Bob Knight returned to Indiana for the first time in 20 years on Saturday.
Knight, and the story of his firing, played a role in my reporting of the biggest story of my career.
When Knight was fired before the start of the 2000 season, there was an interview that ESPN (I believe) conducted with an Indiana player. I can't tell you who it is, and I couldn't find a clip on YouTube (if anyone has it, it's Galen Clavio). But I remember watching it in my apartment in Olean, N.Y., and I remember the reporter asking if the player if the team was going to play its games this season.

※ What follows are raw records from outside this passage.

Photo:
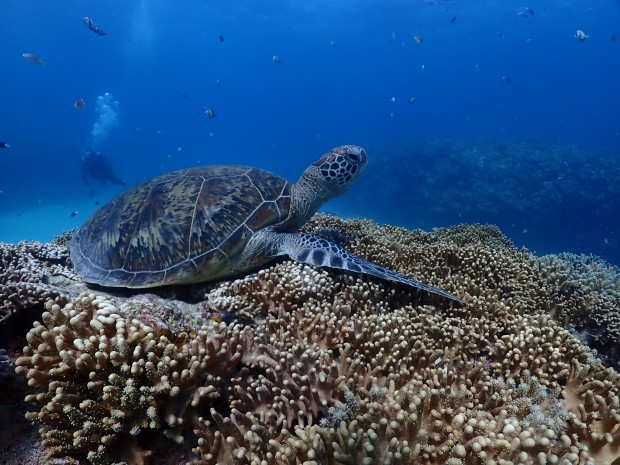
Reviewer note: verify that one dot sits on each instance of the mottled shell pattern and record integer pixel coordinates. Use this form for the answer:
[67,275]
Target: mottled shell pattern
[181,227]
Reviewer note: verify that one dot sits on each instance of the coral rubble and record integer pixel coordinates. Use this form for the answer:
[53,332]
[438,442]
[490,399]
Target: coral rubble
[295,365]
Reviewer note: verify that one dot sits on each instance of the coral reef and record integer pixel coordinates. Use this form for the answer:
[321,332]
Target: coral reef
[589,290]
[527,187]
[295,365]
[25,272]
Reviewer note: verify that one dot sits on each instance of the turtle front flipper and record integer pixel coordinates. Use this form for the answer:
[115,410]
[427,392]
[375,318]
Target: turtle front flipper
[314,250]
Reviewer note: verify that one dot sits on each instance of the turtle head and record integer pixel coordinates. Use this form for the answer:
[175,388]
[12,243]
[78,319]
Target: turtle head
[328,177]
[339,168]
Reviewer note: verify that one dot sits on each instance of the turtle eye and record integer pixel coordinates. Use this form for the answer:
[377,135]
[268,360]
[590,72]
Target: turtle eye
[354,157]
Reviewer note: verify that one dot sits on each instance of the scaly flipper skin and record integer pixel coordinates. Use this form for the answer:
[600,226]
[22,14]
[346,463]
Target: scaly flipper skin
[314,250]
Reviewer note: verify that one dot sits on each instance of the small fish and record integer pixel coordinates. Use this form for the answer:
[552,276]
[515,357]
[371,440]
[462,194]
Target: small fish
[80,104]
[90,25]
[582,36]
[33,58]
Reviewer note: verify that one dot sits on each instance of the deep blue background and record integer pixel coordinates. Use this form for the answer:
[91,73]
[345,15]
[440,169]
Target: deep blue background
[283,116]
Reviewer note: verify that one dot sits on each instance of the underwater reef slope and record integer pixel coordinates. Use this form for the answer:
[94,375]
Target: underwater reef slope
[296,365]
[530,186]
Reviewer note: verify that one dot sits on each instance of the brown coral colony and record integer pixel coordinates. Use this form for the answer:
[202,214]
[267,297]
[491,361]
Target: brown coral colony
[295,364]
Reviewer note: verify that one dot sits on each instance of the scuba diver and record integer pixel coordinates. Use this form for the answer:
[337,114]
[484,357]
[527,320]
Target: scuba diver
[95,166]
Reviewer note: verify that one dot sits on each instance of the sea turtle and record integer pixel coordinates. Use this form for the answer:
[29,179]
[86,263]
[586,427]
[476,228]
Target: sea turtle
[213,222]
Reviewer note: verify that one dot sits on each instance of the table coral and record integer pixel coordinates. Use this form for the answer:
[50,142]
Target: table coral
[323,367]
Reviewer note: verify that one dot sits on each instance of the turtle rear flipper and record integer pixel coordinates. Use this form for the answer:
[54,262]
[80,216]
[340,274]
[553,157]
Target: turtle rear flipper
[314,250]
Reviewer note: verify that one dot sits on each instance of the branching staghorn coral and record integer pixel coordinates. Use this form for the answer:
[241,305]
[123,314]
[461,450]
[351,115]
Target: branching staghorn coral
[323,367]
[25,269]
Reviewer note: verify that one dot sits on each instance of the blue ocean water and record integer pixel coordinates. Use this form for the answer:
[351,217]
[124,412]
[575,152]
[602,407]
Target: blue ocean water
[514,120]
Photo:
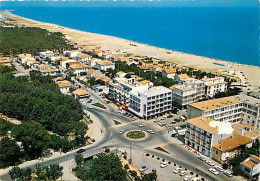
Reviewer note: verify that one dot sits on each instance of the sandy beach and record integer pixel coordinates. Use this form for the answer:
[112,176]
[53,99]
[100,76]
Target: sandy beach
[246,73]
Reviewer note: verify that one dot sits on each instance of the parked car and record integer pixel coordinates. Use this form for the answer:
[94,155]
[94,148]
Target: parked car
[209,163]
[176,170]
[219,168]
[228,174]
[144,168]
[187,178]
[164,164]
[184,172]
[121,131]
[81,150]
[214,171]
[142,125]
[202,158]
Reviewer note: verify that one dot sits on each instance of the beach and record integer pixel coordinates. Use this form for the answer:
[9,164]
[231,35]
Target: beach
[246,73]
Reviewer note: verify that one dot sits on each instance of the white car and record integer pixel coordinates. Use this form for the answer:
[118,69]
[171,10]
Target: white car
[150,131]
[176,170]
[219,168]
[209,163]
[187,178]
[142,125]
[184,172]
[121,131]
[214,171]
[164,164]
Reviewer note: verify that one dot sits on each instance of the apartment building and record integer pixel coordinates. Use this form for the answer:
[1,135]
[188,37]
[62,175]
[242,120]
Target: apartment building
[189,91]
[250,110]
[214,85]
[201,135]
[222,109]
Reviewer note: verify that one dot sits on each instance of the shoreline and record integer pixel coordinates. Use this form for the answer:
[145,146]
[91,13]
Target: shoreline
[246,73]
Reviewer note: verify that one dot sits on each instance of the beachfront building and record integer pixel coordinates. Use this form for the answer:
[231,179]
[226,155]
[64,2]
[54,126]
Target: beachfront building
[49,71]
[64,86]
[170,73]
[250,110]
[214,85]
[201,135]
[93,73]
[227,148]
[105,65]
[181,77]
[82,57]
[189,90]
[46,54]
[222,109]
[79,69]
[251,166]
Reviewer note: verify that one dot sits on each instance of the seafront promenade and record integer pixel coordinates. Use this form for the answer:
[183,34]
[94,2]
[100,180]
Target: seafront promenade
[246,73]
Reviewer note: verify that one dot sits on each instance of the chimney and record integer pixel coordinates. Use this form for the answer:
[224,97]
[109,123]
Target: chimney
[242,131]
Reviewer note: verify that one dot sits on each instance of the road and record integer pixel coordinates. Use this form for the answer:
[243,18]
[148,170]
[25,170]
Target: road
[111,138]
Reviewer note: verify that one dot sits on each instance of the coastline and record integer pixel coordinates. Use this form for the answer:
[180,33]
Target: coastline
[246,73]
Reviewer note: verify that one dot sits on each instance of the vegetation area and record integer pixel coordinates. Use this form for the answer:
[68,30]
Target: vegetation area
[161,149]
[241,156]
[31,40]
[135,134]
[117,122]
[100,105]
[52,172]
[104,167]
[42,108]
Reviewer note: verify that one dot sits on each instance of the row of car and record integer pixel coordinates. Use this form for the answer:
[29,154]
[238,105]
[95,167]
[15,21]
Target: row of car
[216,168]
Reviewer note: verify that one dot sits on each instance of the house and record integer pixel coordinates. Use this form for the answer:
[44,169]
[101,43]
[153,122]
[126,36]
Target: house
[79,69]
[228,147]
[46,54]
[80,94]
[64,86]
[251,166]
[120,74]
[105,65]
[49,71]
[180,77]
[82,57]
[92,62]
[170,73]
[93,73]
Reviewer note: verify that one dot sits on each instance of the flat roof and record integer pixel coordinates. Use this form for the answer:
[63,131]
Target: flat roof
[214,103]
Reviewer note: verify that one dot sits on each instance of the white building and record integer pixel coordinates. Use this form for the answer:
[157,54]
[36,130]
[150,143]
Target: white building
[250,110]
[79,69]
[105,65]
[201,135]
[46,54]
[251,166]
[189,91]
[64,86]
[222,109]
[214,85]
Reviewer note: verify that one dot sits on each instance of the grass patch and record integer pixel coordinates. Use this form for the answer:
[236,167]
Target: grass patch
[135,134]
[161,149]
[117,122]
[99,105]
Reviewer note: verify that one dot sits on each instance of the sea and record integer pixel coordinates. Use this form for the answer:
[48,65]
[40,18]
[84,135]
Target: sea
[227,33]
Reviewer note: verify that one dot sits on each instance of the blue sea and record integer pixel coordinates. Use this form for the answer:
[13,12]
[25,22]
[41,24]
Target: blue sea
[227,33]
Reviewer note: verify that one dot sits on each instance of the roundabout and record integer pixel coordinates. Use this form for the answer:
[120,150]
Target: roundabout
[136,134]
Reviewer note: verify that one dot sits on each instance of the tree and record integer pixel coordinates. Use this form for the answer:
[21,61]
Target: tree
[35,139]
[104,167]
[9,152]
[79,160]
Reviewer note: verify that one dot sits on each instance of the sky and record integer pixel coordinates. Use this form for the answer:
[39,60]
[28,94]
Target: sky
[193,3]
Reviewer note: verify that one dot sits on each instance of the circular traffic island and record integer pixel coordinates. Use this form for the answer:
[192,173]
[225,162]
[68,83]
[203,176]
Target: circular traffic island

I don't know, the player said.
In March of 2003, the St. Bonaventure player eligibility scandal occurred. Mike Harrington and I were breaking stories. The night the scandal broke, after a long day of writing and reporting, I stopped back by my apartment. I put on the local news to catch up on what the Buffalo TV stations were reporting. Just before heading back to the newsroom, I saw a reporter — again, in my memory, it was from the now-defunct Empire Sports Network, but I can't say that for sure — say that the St. Bonaventure players were meeting.
At that moment, I flashed back to that interview with an Indiana player three years earlier.
"They're voting on whether or not they're playing the rest of the season." I thought to myself.
I had zero reporting at that point that anything was going on with the players. It was pure journalistic instinct. But I did the only thing to do - got in the car and drove to campus. I found nothing there, but within a few hours, I had heard that players were leaving campus. The boycott happened the next day. I had a head start on the story in part because of my instincts from watching that interview.
In part because of Bob Knight.
The journalistic lesson — you never know what you're going to remember. You never know what's going to stick in your memory, what's going to jog that memory, or when it's going to be useful. But when it happens, follow your instincts. Trust them.